Analyse Das tunesische Vorbild ist bedroht

Düsseldorf · In Tunesien nahm der "Arabische Frühling" seinen Anfang. Und nur hier ist er noch nicht in Gewalt geendet. Wohl gerade deswegen wird das Land zunehmend zum Ziel von Terroranschlägen.

Es hat 24 Stunden gedauert, bis sich die Terrormiliz "Islamischer Staat" (IS) zu dem Blutbad unter westlichen Urlaubern bekannt hat, das eine Gruppe von Bewaffneten am Mittwoch in Tunis angerichtet hat. Die Folgen könnten für das kleine Tunesien mit seinen elf Millionen Einwohnern dramatisch sein. Der Tourismus ist eine der wichtigsten Stützen der siechen Wirtschaft. Wenn die Täter das Land destabilisieren wollten, und dafür spricht alles, dann haben sie das perfekte Ziel getroffen. Denn das Attentat und seine Auswirkungen auf die Volkswirtschaft könnten nun auch Tunesien über kurz oder lang in den Abgrund reißen - ausgerechnet das Land, das den steinigen Weg aus der Diktatur in die Demokratie bisher als einziger arabischer Staat ohne Bürgerkrieg oder Militärputsch gemeistert hat.

In Tunesien nahm der "Arabische Frühling" 2011 seinen Anfang, nur hier ist er noch nicht in Gewalt geendet. Doch die Sorge ist groß, dass sich dies schon bald ändert. Extremistische Gruppen, die in Tunesien bisher keine große Rolle spielten, haben zuletzt erheblichen Zulauf erhalten.
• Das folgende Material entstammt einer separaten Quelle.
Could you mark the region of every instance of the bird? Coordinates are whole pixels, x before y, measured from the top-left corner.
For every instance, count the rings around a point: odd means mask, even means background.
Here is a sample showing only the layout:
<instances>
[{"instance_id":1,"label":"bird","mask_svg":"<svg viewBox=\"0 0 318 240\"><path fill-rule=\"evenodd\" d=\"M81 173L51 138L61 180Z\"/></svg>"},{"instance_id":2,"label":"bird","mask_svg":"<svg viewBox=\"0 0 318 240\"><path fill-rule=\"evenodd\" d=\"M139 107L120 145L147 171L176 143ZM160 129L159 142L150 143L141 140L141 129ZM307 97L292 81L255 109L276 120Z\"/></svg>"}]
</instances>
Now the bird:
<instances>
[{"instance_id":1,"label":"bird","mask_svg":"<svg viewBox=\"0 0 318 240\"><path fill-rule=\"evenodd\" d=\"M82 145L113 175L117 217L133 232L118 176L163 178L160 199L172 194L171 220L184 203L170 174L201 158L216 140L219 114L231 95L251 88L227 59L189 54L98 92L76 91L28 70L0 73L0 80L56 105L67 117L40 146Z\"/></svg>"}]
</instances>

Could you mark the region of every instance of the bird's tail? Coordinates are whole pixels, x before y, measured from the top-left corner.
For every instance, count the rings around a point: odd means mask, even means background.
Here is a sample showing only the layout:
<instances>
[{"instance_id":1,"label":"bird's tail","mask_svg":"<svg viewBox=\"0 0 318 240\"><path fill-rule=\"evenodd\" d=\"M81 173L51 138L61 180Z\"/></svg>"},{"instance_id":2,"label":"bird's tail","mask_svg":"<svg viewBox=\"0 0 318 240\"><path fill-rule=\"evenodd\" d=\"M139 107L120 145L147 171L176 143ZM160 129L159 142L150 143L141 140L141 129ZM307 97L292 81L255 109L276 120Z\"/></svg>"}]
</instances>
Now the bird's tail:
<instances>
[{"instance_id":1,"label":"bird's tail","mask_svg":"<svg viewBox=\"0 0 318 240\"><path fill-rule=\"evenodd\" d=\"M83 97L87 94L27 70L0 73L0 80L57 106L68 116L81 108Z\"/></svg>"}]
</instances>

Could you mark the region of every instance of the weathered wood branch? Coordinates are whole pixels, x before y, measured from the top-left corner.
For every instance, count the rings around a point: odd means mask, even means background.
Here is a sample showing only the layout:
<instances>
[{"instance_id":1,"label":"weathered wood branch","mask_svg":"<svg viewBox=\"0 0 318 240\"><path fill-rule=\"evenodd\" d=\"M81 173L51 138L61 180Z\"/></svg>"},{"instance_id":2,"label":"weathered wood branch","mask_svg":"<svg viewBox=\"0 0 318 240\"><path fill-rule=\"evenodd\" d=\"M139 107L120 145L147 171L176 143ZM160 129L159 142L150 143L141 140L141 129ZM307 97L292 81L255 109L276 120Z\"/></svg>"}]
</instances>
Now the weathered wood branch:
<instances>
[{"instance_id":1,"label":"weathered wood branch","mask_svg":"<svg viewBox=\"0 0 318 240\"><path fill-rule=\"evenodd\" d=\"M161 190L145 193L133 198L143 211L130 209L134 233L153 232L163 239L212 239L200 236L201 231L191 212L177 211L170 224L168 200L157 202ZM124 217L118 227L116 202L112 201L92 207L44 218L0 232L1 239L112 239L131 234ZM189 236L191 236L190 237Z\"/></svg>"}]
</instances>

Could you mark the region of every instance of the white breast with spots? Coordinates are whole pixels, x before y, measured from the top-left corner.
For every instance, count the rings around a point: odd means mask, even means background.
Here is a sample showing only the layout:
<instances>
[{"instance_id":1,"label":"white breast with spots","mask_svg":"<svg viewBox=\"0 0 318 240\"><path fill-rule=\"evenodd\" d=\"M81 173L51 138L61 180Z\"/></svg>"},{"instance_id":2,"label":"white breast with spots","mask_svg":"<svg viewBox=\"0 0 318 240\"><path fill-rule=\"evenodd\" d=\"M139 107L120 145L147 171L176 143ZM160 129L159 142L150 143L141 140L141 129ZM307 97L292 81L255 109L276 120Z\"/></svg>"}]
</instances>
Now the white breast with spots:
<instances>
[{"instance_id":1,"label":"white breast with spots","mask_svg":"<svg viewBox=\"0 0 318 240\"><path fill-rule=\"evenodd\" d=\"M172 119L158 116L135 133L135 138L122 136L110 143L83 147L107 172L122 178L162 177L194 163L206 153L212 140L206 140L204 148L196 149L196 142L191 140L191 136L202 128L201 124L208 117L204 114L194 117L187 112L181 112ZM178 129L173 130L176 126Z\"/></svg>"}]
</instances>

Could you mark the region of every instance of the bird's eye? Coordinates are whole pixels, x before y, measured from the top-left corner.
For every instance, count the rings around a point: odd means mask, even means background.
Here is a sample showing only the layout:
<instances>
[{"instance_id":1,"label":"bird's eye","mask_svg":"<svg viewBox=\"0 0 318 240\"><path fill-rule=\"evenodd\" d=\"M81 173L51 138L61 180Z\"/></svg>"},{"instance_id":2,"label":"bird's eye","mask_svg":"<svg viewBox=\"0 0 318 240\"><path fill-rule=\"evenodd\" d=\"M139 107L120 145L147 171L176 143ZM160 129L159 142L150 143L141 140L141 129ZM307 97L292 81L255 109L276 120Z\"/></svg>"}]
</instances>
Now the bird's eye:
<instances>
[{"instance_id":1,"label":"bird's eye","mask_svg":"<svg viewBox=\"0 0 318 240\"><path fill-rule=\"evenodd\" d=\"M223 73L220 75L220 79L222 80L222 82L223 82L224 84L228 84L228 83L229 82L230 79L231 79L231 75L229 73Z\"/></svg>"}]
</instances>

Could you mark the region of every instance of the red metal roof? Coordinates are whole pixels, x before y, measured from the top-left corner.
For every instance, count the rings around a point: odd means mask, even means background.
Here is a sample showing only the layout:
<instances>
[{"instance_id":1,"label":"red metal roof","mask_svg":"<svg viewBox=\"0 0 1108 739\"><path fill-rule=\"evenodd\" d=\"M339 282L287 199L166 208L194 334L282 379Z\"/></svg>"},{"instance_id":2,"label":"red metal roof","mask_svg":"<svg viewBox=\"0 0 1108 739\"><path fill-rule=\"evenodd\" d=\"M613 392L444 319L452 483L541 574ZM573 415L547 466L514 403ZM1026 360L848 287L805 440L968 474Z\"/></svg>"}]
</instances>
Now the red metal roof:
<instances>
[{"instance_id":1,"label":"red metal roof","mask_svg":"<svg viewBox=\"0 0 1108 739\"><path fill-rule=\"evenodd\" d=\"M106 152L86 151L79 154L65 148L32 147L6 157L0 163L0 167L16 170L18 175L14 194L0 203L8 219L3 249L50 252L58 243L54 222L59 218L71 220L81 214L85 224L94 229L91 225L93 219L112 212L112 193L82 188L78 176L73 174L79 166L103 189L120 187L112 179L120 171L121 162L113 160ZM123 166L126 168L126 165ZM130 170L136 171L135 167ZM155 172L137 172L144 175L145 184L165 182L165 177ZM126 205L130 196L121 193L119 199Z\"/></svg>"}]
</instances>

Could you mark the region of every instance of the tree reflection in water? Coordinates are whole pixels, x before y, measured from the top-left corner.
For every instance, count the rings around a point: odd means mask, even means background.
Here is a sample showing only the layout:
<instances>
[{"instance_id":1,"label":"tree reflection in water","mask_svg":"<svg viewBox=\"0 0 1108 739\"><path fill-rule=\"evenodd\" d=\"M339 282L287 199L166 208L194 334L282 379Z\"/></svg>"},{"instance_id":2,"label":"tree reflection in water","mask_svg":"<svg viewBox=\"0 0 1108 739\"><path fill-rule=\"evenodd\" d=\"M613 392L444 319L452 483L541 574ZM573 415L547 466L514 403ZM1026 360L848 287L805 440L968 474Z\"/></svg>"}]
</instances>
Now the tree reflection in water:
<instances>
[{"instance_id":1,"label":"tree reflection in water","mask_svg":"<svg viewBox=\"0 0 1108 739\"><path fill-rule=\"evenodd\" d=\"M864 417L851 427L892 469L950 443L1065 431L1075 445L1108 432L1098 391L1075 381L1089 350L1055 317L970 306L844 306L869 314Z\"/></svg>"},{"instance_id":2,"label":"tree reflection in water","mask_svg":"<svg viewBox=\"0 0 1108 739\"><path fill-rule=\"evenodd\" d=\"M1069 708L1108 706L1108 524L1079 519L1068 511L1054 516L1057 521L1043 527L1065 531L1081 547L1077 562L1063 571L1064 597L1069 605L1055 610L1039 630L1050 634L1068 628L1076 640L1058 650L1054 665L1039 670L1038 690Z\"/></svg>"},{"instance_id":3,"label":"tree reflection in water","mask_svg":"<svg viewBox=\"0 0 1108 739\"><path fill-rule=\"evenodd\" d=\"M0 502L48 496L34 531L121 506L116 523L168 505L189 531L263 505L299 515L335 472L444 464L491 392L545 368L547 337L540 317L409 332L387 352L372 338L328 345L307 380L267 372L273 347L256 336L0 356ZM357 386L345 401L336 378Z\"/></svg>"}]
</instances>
Die Zahl der Anschläge, die sich vorwiegend gegen die Sicherheitskräfte richteten, nahm in den vergangenen zwei Jahren stark zu. So starben im Grenzgebiet zu Algerien im vergangenen Sommer 14 Soldaten, die in einen Hinterhalt geraten waren. Aus dem benachbarten Libyen, das zusehends im Chaos versinkt, kommen Waffen ins Land, erste Kommandos des IS haben sich dort eingenistet.

Als die Schüsse in Tunis fielen, beriet das Parlament gerade über ein Anti-Terror-Gesetz. Denn das wahre Sicherheitsrisiko liegt im Land selbst. Von dort sind Tausende junge tunesische Männer aufgebrochen, um im syrischen Bürgerkrieg zu kämpfen. Viele von ihnen haben nach dem Sturz von Machthaber Ben Ali ihre Jobs verloren - sie sind leichte Opfer für die Werber der islamistischen Milizen.

Tunesien, das letzte Vorzeigeland des "Arabischen Frühlings", steht auf der Kippe und braucht Hilfe. Hilfe beim Kampf gegen den Terror. Vor allem aber Hilfe, um sich wirtschaftlich zu stabilisieren.